The play require two women, five men, and a non-speaking chorus of between three and seven members called the "Nosferatu." On a unit set that can be slightly altered to represent a numberof locations, the Nosferatu effect the changes in setting as well as participating as forces in the action of the play.
The play opens with a highly symbolic gathering of the still-living principals just after Lucy Westenra's mysterious death at which Dr. Van Helsing collects everyone's journals and letters to study in an attempt to discover the cause of Lucy's demise. From there, in flashback, it chronicles Jonathan Harker's travels to Transylvania and his imprisonment there by his aged client, Count Dracula, as well as Mina Murray's visit to Lucy in Whitby and the beginnings of Lucy's strange disease. We also meet Dr. John Seward, in charge of his own private lunatic asylum, and his star patient, Renfield, who has some interesting views on the nature and source of eternal life.
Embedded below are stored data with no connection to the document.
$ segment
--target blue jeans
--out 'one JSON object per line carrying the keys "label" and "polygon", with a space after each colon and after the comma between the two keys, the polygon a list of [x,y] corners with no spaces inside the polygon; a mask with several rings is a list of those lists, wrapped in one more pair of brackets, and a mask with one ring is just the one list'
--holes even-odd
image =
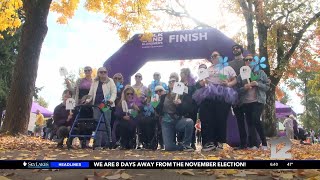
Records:
{"label": "blue jeans", "polygon": [[[165,113],[162,118],[161,126],[165,150],[177,151],[182,150],[183,146],[190,146],[194,126],[192,119],[182,117],[180,120],[174,120]],[[182,132],[184,134],[183,146],[175,143],[177,132]]]}
{"label": "blue jeans", "polygon": [[111,127],[110,127],[110,119],[111,119],[111,111],[104,112],[104,117],[106,122],[103,119],[102,113],[98,109],[94,109],[93,116],[96,121],[99,122],[100,117],[101,122],[98,131],[96,132],[96,139],[94,141],[94,147],[108,147],[111,142]]}

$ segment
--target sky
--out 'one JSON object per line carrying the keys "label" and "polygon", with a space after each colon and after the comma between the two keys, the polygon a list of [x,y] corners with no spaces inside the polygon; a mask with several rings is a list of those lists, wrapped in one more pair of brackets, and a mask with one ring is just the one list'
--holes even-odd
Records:
{"label": "sky", "polygon": [[[192,7],[190,14],[208,24],[218,24],[221,21],[232,24],[223,33],[232,37],[240,26],[234,22],[237,17],[220,16],[213,18],[214,12],[224,14],[217,5],[218,1],[198,0],[188,1]],[[65,67],[68,72],[78,74],[79,68],[91,66],[99,68],[113,53],[122,45],[115,31],[108,28],[103,22],[104,15],[86,11],[82,5],[76,11],[75,16],[67,25],[56,23],[58,15],[50,12],[48,16],[48,33],[44,40],[38,67],[37,87],[44,87],[39,93],[48,103],[48,109],[53,111],[55,106],[61,103],[61,95],[64,90],[64,77],[60,76],[59,68]],[[138,72],[142,73],[142,82],[147,86],[152,81],[152,74],[160,72],[162,81],[167,82],[171,72],[183,67],[179,61],[174,62],[148,62]],[[196,74],[196,71],[193,71]],[[133,77],[132,77],[132,81]],[[292,106],[297,113],[303,112],[300,99],[294,92],[290,92],[292,100],[288,105]]]}

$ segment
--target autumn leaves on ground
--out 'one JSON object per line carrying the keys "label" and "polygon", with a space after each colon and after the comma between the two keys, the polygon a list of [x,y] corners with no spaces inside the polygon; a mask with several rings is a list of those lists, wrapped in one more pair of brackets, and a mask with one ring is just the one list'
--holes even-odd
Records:
{"label": "autumn leaves on ground", "polygon": [[[268,160],[270,151],[234,151],[228,145],[215,152],[166,152],[147,150],[56,149],[55,143],[35,137],[0,136],[0,160]],[[199,148],[200,149],[200,148]],[[320,159],[320,144],[301,145],[293,141],[293,159]],[[319,170],[0,170],[2,179],[320,179]],[[155,178],[157,179],[157,178]]]}

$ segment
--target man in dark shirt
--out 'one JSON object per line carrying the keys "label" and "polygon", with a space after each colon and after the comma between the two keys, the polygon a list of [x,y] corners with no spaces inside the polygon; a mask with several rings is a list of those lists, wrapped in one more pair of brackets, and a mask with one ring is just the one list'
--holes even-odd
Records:
{"label": "man in dark shirt", "polygon": [[[229,65],[234,69],[237,76],[240,75],[240,68],[244,66],[243,60],[243,48],[239,44],[232,46],[232,54],[234,55],[234,60],[229,62]],[[237,124],[240,135],[240,146],[235,149],[245,149],[247,147],[247,132],[244,123],[244,111],[239,105],[232,106],[233,112],[237,118]]]}
{"label": "man in dark shirt", "polygon": [[[63,147],[63,140],[64,138],[67,138],[69,135],[69,131],[71,129],[71,126],[74,121],[73,113],[69,110],[66,110],[66,101],[68,98],[71,98],[72,92],[69,90],[65,90],[63,92],[63,102],[59,104],[53,112],[53,119],[54,119],[54,131],[56,132],[56,135],[58,136],[58,148]],[[73,128],[73,134],[76,134],[78,132],[77,128]],[[68,138],[67,146],[68,148],[72,145],[73,138]]]}

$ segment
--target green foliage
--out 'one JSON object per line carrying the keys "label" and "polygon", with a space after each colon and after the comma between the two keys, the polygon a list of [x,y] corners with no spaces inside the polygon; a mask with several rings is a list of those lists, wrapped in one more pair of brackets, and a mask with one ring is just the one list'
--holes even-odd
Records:
{"label": "green foliage", "polygon": [[39,97],[38,99],[36,99],[36,102],[42,106],[42,107],[45,107],[45,108],[48,108],[49,106],[49,103],[43,98],[43,97]]}
{"label": "green foliage", "polygon": [[14,36],[5,35],[0,39],[0,108],[6,105],[6,99],[12,80],[13,66],[18,55],[21,31]]}

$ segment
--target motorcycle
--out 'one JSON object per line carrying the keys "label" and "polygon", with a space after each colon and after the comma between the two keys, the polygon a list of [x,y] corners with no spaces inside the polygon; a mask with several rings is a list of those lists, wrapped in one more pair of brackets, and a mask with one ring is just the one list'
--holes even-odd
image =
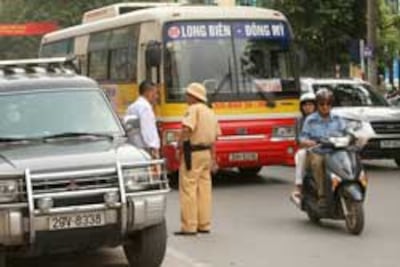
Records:
{"label": "motorcycle", "polygon": [[348,232],[359,235],[364,228],[363,203],[368,182],[359,156],[361,148],[355,144],[355,139],[351,134],[329,137],[310,149],[312,152],[325,150],[326,203],[319,203],[317,183],[312,172],[307,170],[299,206],[314,223],[320,219],[345,220]]}

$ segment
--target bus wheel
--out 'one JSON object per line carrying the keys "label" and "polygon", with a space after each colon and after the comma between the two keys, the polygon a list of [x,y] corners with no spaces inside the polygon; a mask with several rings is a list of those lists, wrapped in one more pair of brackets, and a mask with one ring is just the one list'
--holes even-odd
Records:
{"label": "bus wheel", "polygon": [[244,176],[256,176],[262,167],[239,168],[240,174]]}
{"label": "bus wheel", "polygon": [[179,172],[174,171],[168,174],[168,182],[171,188],[177,189],[179,187]]}

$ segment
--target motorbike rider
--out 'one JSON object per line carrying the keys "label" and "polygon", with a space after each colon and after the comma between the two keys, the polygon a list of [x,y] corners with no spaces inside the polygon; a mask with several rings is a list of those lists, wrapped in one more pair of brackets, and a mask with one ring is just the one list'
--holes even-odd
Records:
{"label": "motorbike rider", "polygon": [[[315,112],[315,94],[312,92],[305,93],[300,97],[300,112],[301,117],[297,121],[297,142],[300,145],[299,135],[303,128],[303,124],[308,115]],[[303,185],[304,171],[306,169],[307,149],[300,147],[294,157],[296,163],[295,171],[295,189],[291,194],[291,200],[299,203],[301,199],[301,188]]]}
{"label": "motorbike rider", "polygon": [[[318,141],[330,136],[340,136],[345,131],[345,122],[338,115],[332,114],[334,96],[332,91],[321,88],[316,93],[317,112],[309,115],[303,125],[300,134],[300,146],[311,148],[318,144]],[[311,167],[313,177],[318,187],[319,204],[326,204],[324,188],[324,149],[313,149],[307,153],[307,164]]]}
The first act ends back in present time with Van Helsings's conclusion that there is a vampire about and the first confrontation with Dracula himself, now fifty years younger.
In the second act, we watch the struggle of a rather pedestrian good against an attractive evil as the comparatively impotent men attempt to defeat a powerful Dracula who now threatens Mina. Among other excitements are the staking of Lucy, a pair of sensational seductions, the murder of Renfield, a fascinating hynotism scene and a dynamic ending in which virtue triumphs, but not without some interesting implications about the nature of virtue istelf and the relationship of women and men to each other and to society in general.